Brexit : une tragédie pour l’Europe

La nouvelle année commence tristement par le départ de nos amis britanniques. Certains s’en réjouissent bêtement, en s’imaginant que la construction européenne va pouvoir connaître un nouveau départ. Ce n’est pas mon cas.

Ce départ est une tragédie car il signe l’arrêt d’un processus initié après ce cataclysme qu’a été la seconde guerre mondiale. Tirant les leçons d’un siècle d’aveuglement nationaliste, de furie revancharde, de militarisme exacerbé, l’Europe venait de s’engager dans un chemin de réconciliation nouveau, inédit, jamais expérimenté dans aucune autre partie du monde. Six nations qui s’étaient violemment combattues pendant des siècles, dans un affrontement suicidaire et stérile, décidaient librement de remplacer l’affrontement par la coopération, la vengeance par la réconciliation, la zizanie et la haine par l’amitié et la solidarité, les divisions mortifères par une union créatrice de paix et d’harmonie.
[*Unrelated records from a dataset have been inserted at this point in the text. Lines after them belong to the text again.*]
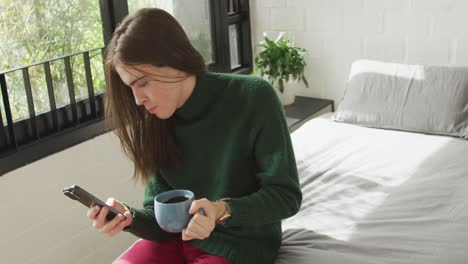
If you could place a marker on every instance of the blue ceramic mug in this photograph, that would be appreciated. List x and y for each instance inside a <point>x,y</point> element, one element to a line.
<point>171,209</point>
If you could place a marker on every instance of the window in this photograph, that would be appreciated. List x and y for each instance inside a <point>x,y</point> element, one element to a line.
<point>51,65</point>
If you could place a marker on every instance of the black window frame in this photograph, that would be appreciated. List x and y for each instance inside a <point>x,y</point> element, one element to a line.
<point>28,140</point>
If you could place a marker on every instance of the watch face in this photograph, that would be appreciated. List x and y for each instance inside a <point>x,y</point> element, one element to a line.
<point>223,220</point>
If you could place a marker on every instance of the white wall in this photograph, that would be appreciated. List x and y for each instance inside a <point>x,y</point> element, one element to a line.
<point>336,32</point>
<point>41,225</point>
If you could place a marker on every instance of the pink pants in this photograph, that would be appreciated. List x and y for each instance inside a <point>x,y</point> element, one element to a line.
<point>174,251</point>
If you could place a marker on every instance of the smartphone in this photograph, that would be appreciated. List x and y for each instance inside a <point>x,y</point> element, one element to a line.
<point>77,193</point>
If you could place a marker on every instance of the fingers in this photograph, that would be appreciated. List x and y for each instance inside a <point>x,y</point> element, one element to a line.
<point>92,212</point>
<point>199,220</point>
<point>111,227</point>
<point>200,226</point>
<point>207,206</point>
<point>194,231</point>
<point>114,226</point>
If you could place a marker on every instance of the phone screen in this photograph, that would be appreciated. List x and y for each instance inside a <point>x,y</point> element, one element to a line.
<point>77,193</point>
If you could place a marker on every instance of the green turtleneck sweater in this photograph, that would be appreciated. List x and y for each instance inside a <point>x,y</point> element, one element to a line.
<point>235,142</point>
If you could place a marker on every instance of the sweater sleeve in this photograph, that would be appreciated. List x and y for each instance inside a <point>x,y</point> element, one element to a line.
<point>144,223</point>
<point>279,195</point>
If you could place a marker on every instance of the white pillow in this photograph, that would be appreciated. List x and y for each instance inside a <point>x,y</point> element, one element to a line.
<point>425,99</point>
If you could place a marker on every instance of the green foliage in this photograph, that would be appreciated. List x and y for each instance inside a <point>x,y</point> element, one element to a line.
<point>281,61</point>
<point>39,30</point>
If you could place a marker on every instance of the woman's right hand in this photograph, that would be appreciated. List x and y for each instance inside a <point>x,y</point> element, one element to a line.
<point>114,226</point>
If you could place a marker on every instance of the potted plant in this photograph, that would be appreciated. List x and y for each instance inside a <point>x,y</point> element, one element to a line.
<point>281,61</point>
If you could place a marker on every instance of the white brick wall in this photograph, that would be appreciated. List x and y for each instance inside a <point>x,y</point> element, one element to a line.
<point>337,32</point>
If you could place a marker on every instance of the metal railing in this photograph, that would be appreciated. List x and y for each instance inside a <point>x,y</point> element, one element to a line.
<point>18,133</point>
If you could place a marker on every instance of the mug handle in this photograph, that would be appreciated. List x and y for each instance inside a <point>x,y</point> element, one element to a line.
<point>201,211</point>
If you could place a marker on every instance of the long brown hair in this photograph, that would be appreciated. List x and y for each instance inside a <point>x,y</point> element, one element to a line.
<point>149,36</point>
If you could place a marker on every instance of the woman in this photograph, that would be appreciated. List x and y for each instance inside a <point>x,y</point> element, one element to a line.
<point>222,136</point>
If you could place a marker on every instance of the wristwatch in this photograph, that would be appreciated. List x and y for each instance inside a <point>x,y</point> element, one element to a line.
<point>227,214</point>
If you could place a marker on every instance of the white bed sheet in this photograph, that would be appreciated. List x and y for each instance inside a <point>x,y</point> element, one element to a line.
<point>377,196</point>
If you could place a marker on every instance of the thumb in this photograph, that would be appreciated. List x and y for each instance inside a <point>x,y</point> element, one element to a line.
<point>112,202</point>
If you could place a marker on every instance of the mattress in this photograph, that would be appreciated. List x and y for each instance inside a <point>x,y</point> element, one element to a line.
<point>377,196</point>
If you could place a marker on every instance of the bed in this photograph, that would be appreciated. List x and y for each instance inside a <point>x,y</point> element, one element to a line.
<point>373,195</point>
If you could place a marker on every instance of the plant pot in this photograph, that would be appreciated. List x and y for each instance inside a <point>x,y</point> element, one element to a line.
<point>286,97</point>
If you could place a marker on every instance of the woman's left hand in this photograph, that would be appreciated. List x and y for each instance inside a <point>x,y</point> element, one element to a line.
<point>201,226</point>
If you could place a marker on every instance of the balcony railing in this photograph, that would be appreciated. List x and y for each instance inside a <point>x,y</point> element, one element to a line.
<point>20,136</point>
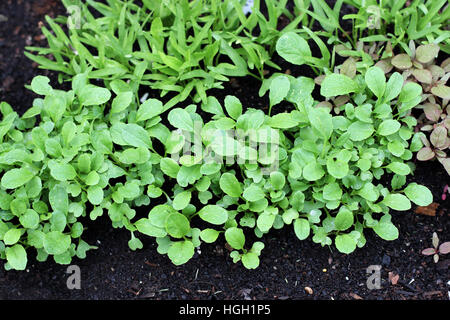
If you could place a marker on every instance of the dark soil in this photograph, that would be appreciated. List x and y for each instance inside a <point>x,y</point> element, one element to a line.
<point>113,271</point>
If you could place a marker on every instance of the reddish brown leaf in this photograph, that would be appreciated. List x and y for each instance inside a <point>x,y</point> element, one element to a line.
<point>393,278</point>
<point>429,210</point>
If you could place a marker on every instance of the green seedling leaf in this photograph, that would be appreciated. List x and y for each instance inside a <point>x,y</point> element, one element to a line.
<point>397,202</point>
<point>181,252</point>
<point>15,178</point>
<point>177,225</point>
<point>213,214</point>
<point>279,88</point>
<point>235,238</point>
<point>293,48</point>
<point>386,231</point>
<point>149,109</point>
<point>230,185</point>
<point>345,243</point>
<point>376,81</point>
<point>419,194</point>
<point>233,107</point>
<point>16,257</point>
<point>301,228</point>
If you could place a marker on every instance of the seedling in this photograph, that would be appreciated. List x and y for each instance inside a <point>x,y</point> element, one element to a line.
<point>437,249</point>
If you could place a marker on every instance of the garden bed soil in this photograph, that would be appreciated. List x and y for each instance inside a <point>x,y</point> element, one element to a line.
<point>289,269</point>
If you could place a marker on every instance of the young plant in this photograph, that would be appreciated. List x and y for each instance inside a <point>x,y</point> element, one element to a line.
<point>180,48</point>
<point>437,249</point>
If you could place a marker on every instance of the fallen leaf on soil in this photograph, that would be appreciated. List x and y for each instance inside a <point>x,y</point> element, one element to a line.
<point>432,293</point>
<point>355,296</point>
<point>393,278</point>
<point>428,210</point>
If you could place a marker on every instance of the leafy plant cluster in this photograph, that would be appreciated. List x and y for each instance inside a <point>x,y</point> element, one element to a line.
<point>179,47</point>
<point>399,22</point>
<point>82,160</point>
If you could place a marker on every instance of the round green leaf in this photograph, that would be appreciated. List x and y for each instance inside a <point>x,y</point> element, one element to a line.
<point>16,257</point>
<point>181,252</point>
<point>345,243</point>
<point>397,202</point>
<point>15,178</point>
<point>419,194</point>
<point>213,214</point>
<point>344,219</point>
<point>388,127</point>
<point>56,242</point>
<point>230,185</point>
<point>177,225</point>
<point>235,238</point>
<point>386,231</point>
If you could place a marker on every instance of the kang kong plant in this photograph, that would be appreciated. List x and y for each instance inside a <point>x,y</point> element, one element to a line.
<point>181,48</point>
<point>92,153</point>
Le Royaume Uni resta longtemps à l’écart de ce grand mouvement qu’il ne comprenait pas, refusant de coopérer avec l’Allemagne vaincue qui fraternisait avec une France qui avait été humiliée et avait, aux yeux des Britanniques, honteusement collaboré avec le vainqueur. Et s’il se résolut à entrer en 1973 dans ce qui n’était encore que la CEE, ce n’était pas par idéal, mais par intérêt : il fallait profiter du libre-échange ouvert par l’union douanière, et contrôler cette puissance en train de se développer de l’autre côté de la Manche pour qu’elle ne débouche pas sur des États-Unis d’Europe. « Un pied dedans, un pied dehors » fut la grande ligne directrice de cette participation à l’Europe pendant 43 ans, de 1973 à 2016. Pendant ces quarante-trois ans, on pouvait espérer que les Britanniques se feraient à cette idée d’une nation souveraine dans un grand ensemble de type confédéral seul à même d’affronter les défis gigantesques que représentent la mondialisation, la montée des appétits chinois, le revanchisme poutinien, la crise migratoire, la menace terroriste, le réchauffement climatique, et le retour universel du nationalisme sous sa forme la plus insidieuse : le populisme.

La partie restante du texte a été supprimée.